Neural networks are typically initialized with random weights, and "trained" to give consistently correct output for a known dataset (the "training set") using backpropagation to perform gradient descent, in which a system of equations is used to determine the optimal adjustment of all weights in the entire network for a given input/output example.[5][4] In traditional feed-forward neural networks (like Rosenblatt's perceptron), each layer processes output from the previous layer only. Information does not flow backwards, which means that its structure contains no "cycles".[4] In contrast, a recurrent neural network (RNN) has at least one "cycle" of activation flow, where neurons can be activated by neurons in subsequent layers.[4]

RNNs, unlike FFNNs, are suited to processing sequential data, since they are capable of encoding different weights (and producing different output) for the same input based on previous activation states. That is to say, a text-prediction model using recurrence could process the string "The dog ran out of the house, down the street, loudly" and produce "barking", while producing "meowing" for the same input sequence featuring "cat" in the place of "dog". Achieving the same output from a purely feed-forward neural network, on the other hand, would require separate activation pathways to be trained for both sentences in their entirety.[6][7]

However, RNNs and FFNNs are both vulnerable to the "vanishing gradient problem"; since gradients (stored as numbers of finite precision) must be backpropagated over every layer of a model to train it, a model with a large number of layers tends to see gradients "vanish" to zero or "explode" to infinity before getting all the way across. To resolve this problem, long short-term memory (LSTM) models were introduced by Sepp Hochreiter and Jürgen Schmidhuber in 1995—1997, featuring a novel architecture of multiple distinct "cells" with "input", "output" and "forget" gates.[8][9][10]. LSTMs would find use in a variety of tasks that RNNs performed poorly at, like learning fine distinctions between rhythmic pattern sequences.[11]

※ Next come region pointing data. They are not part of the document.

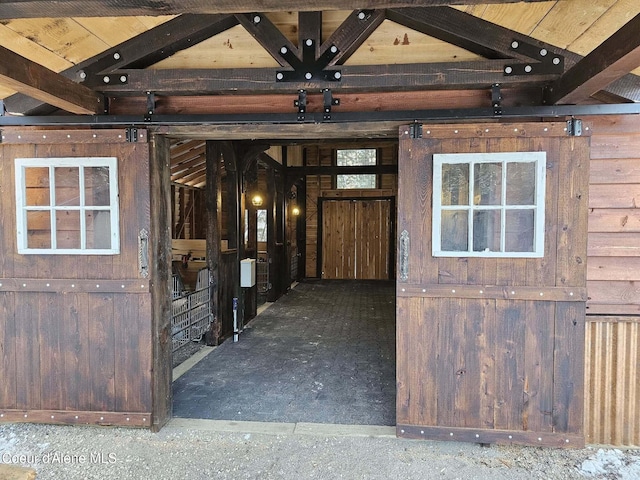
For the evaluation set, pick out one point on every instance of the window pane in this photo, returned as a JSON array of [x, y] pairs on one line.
[[96, 184], [486, 231], [356, 157], [521, 183], [519, 231], [67, 185], [455, 184], [487, 188], [38, 230], [454, 231], [98, 229], [68, 228], [37, 186], [356, 181]]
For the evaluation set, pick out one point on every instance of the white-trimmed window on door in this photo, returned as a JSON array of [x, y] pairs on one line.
[[489, 204], [67, 205]]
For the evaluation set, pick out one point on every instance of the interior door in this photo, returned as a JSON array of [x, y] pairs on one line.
[[355, 239], [490, 349]]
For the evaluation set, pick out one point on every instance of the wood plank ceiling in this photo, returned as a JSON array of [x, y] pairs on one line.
[[222, 57]]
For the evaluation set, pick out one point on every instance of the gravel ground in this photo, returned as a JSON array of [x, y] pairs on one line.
[[180, 452]]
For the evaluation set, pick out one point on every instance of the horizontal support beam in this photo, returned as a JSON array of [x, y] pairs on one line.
[[298, 172], [612, 60], [99, 8], [338, 118], [443, 76], [39, 82]]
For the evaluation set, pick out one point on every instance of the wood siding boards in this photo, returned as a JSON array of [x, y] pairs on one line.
[[614, 217], [69, 345]]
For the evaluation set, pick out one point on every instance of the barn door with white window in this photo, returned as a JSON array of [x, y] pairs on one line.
[[491, 291]]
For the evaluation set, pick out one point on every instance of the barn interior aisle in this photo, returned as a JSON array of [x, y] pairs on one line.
[[323, 353]]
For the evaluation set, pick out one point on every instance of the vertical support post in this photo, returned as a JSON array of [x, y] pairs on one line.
[[272, 253], [160, 248], [213, 203]]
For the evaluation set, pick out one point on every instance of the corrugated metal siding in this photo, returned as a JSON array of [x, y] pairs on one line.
[[612, 390]]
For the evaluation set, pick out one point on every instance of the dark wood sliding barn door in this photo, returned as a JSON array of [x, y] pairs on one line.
[[356, 239], [491, 350]]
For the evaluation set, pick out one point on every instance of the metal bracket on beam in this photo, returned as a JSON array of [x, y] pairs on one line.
[[545, 62], [415, 130], [496, 99], [329, 101], [151, 106], [132, 134], [301, 103], [574, 127]]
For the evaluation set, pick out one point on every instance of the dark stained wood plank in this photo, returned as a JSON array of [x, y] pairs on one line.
[[102, 354], [39, 82], [537, 409], [492, 41], [510, 364], [614, 220], [614, 268], [611, 60], [160, 274], [270, 38], [360, 78], [415, 187], [568, 371], [97, 8], [352, 33], [613, 244], [613, 293], [612, 197], [615, 146], [349, 102], [51, 351], [475, 435], [213, 211], [27, 315], [573, 212], [8, 370], [77, 370], [141, 51], [624, 170], [133, 346]]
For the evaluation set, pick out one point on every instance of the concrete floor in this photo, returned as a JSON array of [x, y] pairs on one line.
[[324, 353]]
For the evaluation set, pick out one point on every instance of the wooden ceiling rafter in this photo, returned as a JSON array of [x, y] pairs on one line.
[[138, 52], [486, 39], [355, 78], [352, 33], [269, 37], [10, 9], [613, 59], [39, 82]]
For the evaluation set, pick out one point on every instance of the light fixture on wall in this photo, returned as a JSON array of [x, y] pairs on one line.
[[257, 200]]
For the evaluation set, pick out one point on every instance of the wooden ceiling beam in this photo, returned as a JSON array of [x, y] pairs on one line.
[[492, 41], [32, 79], [267, 35], [99, 8], [310, 27], [613, 59], [352, 33], [454, 75], [139, 52]]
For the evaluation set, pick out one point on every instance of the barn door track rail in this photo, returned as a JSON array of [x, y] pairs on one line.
[[550, 111]]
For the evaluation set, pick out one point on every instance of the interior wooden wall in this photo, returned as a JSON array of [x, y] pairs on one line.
[[75, 330], [322, 186]]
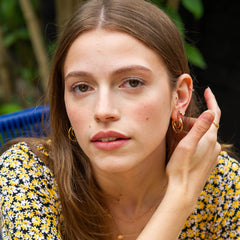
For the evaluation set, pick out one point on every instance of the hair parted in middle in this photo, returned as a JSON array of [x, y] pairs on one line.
[[82, 206]]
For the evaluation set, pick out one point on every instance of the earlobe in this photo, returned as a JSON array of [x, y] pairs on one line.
[[183, 95]]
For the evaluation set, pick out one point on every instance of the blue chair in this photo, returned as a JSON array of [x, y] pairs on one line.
[[25, 123]]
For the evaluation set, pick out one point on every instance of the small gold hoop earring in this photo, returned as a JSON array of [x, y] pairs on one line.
[[71, 135], [177, 126]]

While LSTMs proved useful for a variety of applications, like handwriting recognition,[12] they remained limited in their ability to process context; a unidirectional RNN or LSTM's output can only be influenced by previous sequence items.[6] Similar to how the history of the Roman Empire is contextualized by its decline, earlier items in a sequence of images or words tend to take on different meanings based on later items. One example is the following sentence:

He loved his bird more than anything, and cared for it well, and was very distraught to find it had a broken propeller.

Here, the "bird" is being used as a slang term for an airplane, but this only becomes apparent upon parsing the last word ("propeller"). While a human reading this sentence can update their interpretation of the first part after reading the second, a unidirectional neural network (whether feedforward, recurrent, or LSTM) cannot.[6] To provide this capability, bidirectional LSTMs were created. Bidirectional RNNs were first described in 1997 by Schuster and Paliwal as an extension of RNNs.[13]

NLP crap

[edit]

Bidirectional algorithms have long been used in domains outside of deep learning; in 2011, the state of the art in part-of-speech (POS) tagging classifiers consisted of classifiers trained on windows of text which then fed into bidirectional decoding algorithms during inference; Collobert et al. cited examples of high-performance POS tagging systems whose decoding systems' bidirectionality was instantiated in dependency networks and Viterbi decoders.[14]


2015, Wang et al, unified tagging solution using bi-lstm rnn with word embedding[15]

2015, Ling et al, compositional character models for open vocabulary word representation[16]

2015, Kawakami et al, representing words in context with multilingual supervision[17]

2016, Li et al, sentence relation modeling with auxiliary character-level embedding[18]

Speech / handwriting

[edit]

In a 2005 paper, Graves et al. used bidirectional LSTMs for improved phoneme classification and recognition.[19]

In a 2013 paper, Graves et al. used deep bidirectional LSTM for hybrid speech recognition.[20]

2014, Zhang et al, distant speech recognition using Highway LSTM RNNs[21]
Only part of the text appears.